Le gouvernement part du constat que la dépense publique élevée en faveur du logement n’atteint pas ses objectifs : construction ; accès des plus modestes au logement social ; fluidité du marché locatif privé. Il souhaite réduire cette dépense et améliorer l’efficacité de la politique du logement. L’article prévoit d’abord une réduction de 1,7 Md€ du montant des APL. Ces aides « alimentant (…) un effet inflationniste sur les loyers » « le Gouvernement entreprend donc de réviser les dispositifs d’aides, de mieux contrôler le respect par les bailleurs des mécanismes de maîtrise des loyers prévus par la loi » 2.
Tout le fond de la polémique réside dans ce raisonnement du gouvernement : les APL versées directement aux bailleurs améliorent la solvabilité des locataires. Faisant appliquer un loyer en fonction non du revenu mais du logement. Ces derniers fixent ainsi « les loyers à des niveaux (…) élevés au regard des moyens » de leurs locataires et de leur mission de service public à but non lucratif. « Il en résulte des niveaux de marge importants dégagés par les organismes de logement social 3 ». « Cette situation est renforcée par la diminution des charges financières qui découle des taux bas actuels 4 » « qui n’est pas restituée aux locataires sous forme d’une diminution de leur loyer, mais se traduit par l’accroissement du résultat des bailleurs. 5 » « Ce dispositif apparaît de plus en plus inadéquat : il peut entraîner une éviction des ménages aux revenus les plus modestes et ne garantit pas le bon usage des deniers publics consacrés au secteur du logement social 1. »

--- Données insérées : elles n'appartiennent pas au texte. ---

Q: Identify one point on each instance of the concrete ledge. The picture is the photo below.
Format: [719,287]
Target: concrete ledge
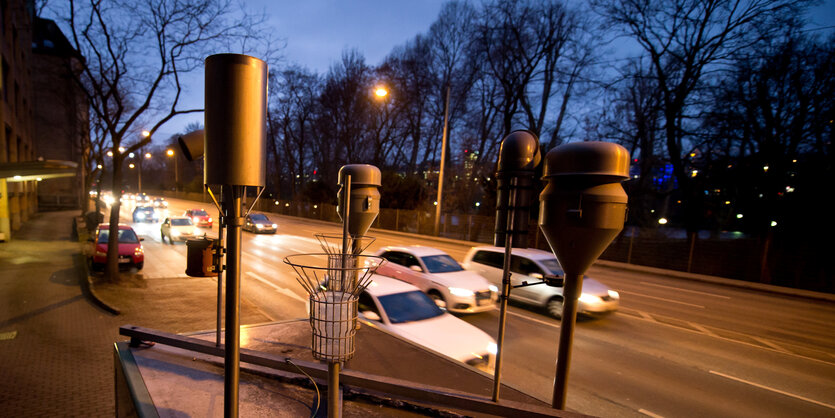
[762,287]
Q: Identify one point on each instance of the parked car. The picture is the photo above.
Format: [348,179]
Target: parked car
[404,310]
[131,252]
[145,214]
[160,203]
[259,223]
[439,276]
[199,216]
[179,228]
[531,265]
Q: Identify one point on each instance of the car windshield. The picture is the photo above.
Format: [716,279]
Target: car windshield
[552,265]
[409,306]
[441,264]
[259,218]
[126,236]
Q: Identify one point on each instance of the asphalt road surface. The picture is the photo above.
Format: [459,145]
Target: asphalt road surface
[676,348]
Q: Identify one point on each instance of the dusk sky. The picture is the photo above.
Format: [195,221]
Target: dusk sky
[317,31]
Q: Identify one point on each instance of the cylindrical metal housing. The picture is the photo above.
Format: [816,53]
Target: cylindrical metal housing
[365,196]
[235,118]
[518,157]
[583,205]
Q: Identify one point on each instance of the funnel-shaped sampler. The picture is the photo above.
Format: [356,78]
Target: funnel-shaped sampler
[364,201]
[583,205]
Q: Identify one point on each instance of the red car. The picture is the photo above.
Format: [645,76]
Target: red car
[199,217]
[130,248]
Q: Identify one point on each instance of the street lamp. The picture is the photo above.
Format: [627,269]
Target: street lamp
[170,153]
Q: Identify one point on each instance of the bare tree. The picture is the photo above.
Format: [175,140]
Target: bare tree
[685,43]
[136,54]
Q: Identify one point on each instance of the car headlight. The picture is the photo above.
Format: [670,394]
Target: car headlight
[457,291]
[588,299]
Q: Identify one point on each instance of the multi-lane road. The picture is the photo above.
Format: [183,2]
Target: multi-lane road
[676,348]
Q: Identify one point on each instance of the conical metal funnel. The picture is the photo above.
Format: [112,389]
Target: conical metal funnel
[583,205]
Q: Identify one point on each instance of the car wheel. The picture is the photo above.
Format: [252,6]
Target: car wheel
[437,298]
[554,307]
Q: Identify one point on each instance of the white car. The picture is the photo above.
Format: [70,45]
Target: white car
[441,277]
[531,265]
[404,310]
[178,228]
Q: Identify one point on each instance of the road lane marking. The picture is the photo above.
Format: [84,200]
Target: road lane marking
[687,290]
[664,299]
[770,344]
[533,319]
[792,395]
[284,291]
[644,317]
[649,413]
[702,329]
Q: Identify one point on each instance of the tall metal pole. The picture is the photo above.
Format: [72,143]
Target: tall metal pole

Sa proposition initiale de réforme
L’article 52 crée « une réduction de loyer de solidarité (RLS) » « visant à moduler le loyer à la baisse pour les ménages dont le revenu est inférieur à un certain niveau de ressource ». Son contraire existe. Le « surloyer de solidarité » lui est « renforcé par son déclenchement au premier euro de dépassement du plafond de ressources ». « Les bénéficiaires de l’APL, qui verront (…) leur loyer minoré par la RLS, verront en contrepartie leur APL minorée dans une proportion légèrement inférieure » 6 afin que le loyer soit à la fin effectivement réduit. En outre, au 1er janvier 2018 la révision annuelle des loyers plafonds applicables dans le parc social n’interviendra pas.

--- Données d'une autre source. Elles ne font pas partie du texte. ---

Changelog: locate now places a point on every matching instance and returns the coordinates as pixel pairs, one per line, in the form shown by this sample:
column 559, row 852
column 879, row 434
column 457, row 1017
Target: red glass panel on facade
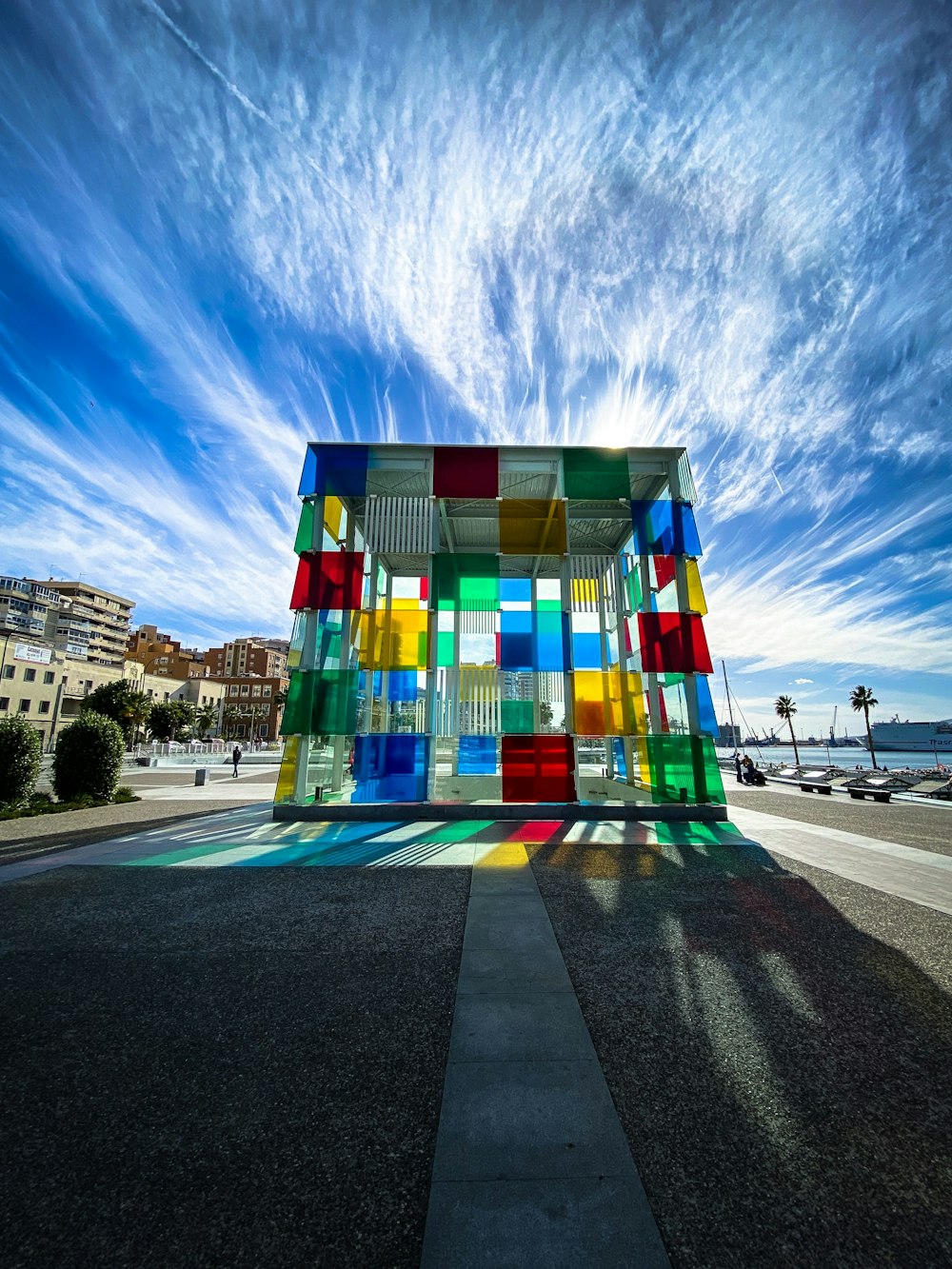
column 664, row 570
column 539, row 768
column 465, row 471
column 329, row 579
column 673, row 643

L’article 52 prévoit des « avantages économiques » pour accompagner les bailleurs sociaux dans la réforme : maintien du taux actuel du livret A pendant deux ans et « allongement de la maturité de certains prêts du fonds d’épargne de la Caisse des dépôts et consignations ». Un dispositif de péréquation est institué, afin de ne pas pénaliser les organismes sociaux hébergeant « une proportion élevée de ménages modestes » ou « ceux dont la structure d’emprunt serait peu sensible aux avantages financiers précités ». Ceci « financé par un accroissement de la contribution à la CGLLS ». Pour les bailleurs sociaux, ces contreparties représentent plus des effets d’annonce que des compensations conséquentes.
Pour le gouvernement cette réforme est légitime puisqu’elle permet de « rétablir un des principes d’origine » de l’APL : « la participation des bailleurs sociaux à l’équilibre de gestion financière de ces aides spécifiquement conçues pour le secteur HLM. »

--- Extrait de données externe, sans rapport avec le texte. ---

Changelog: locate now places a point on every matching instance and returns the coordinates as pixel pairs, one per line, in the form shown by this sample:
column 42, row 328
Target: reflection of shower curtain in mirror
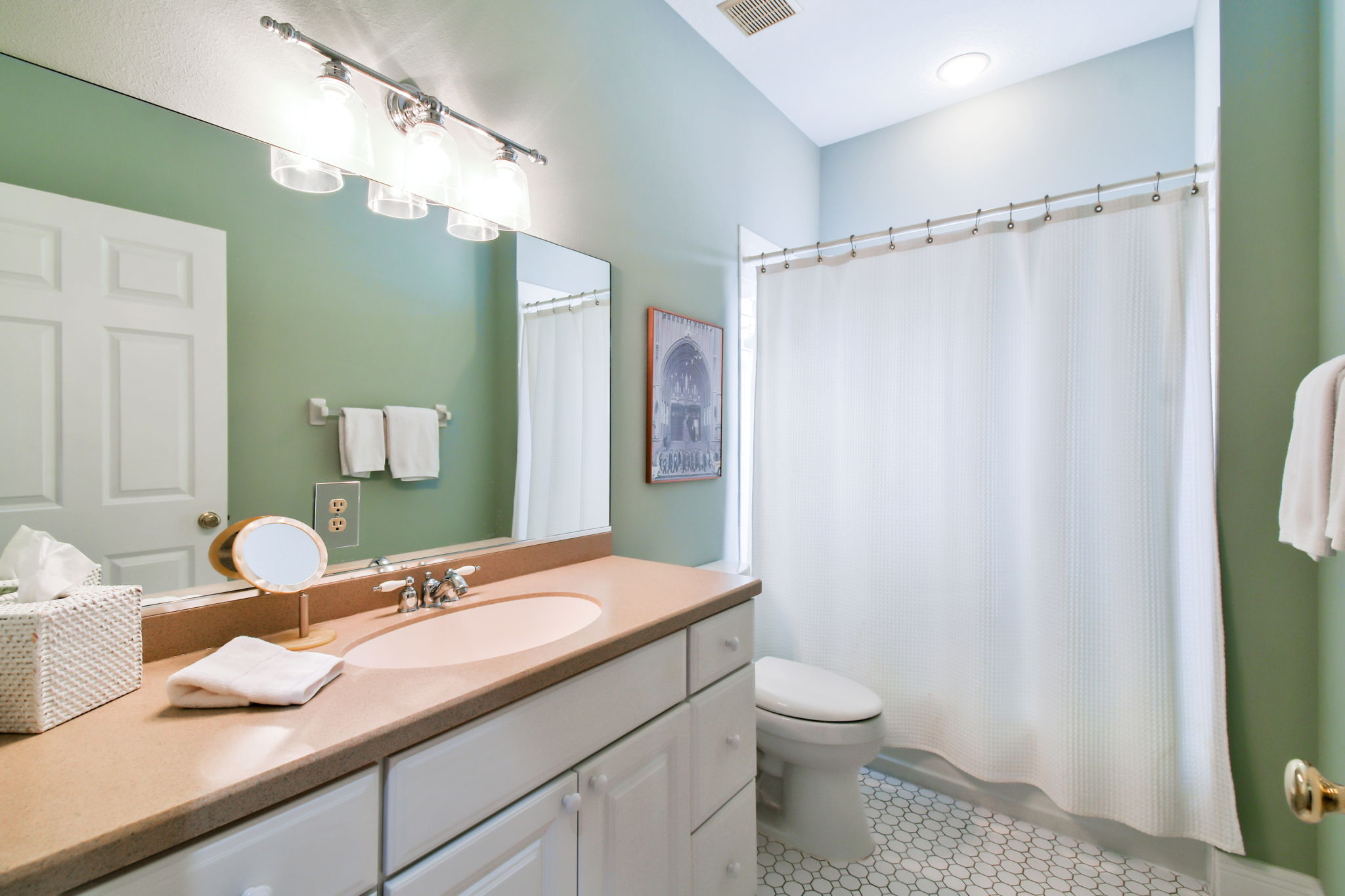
column 564, row 422
column 1002, row 516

Comme l’a vulgarisé Emmanuel Macron lors de son entretien télévisé le 15 octobre dernier : « Depuis des décennies on répond au coût du logement en augmentant les aides. » « Plus les organismes HLM augmentent les loyers plus nous augmentons les aides des loyers les plus modestes ». « Le gouvernement va donc demander aux acteurs du logement social de baisser les loyers au nom du fait que nous le finançons. » « Dans le monde HLM il y a des organismes qui ont de l’argent et qui ne le dépensent plus. » « Il faut les pousser à le dépenser ou à récupérer cet argent d’une bonne façon. » « De l’autre côté il y a des organismes qui construisent ou qui ont des publics beaucoup plus en difficulté dans les quartiers les plus modestes. Ceux-là (…) nous les aiderons. Certains (…) seront recapitalisés, certains seront accompagnés et puis on favorisera les regroupements. » « La vraie réponse c’est de construire, c’est ça qui fera baisser les prix dans la durée. »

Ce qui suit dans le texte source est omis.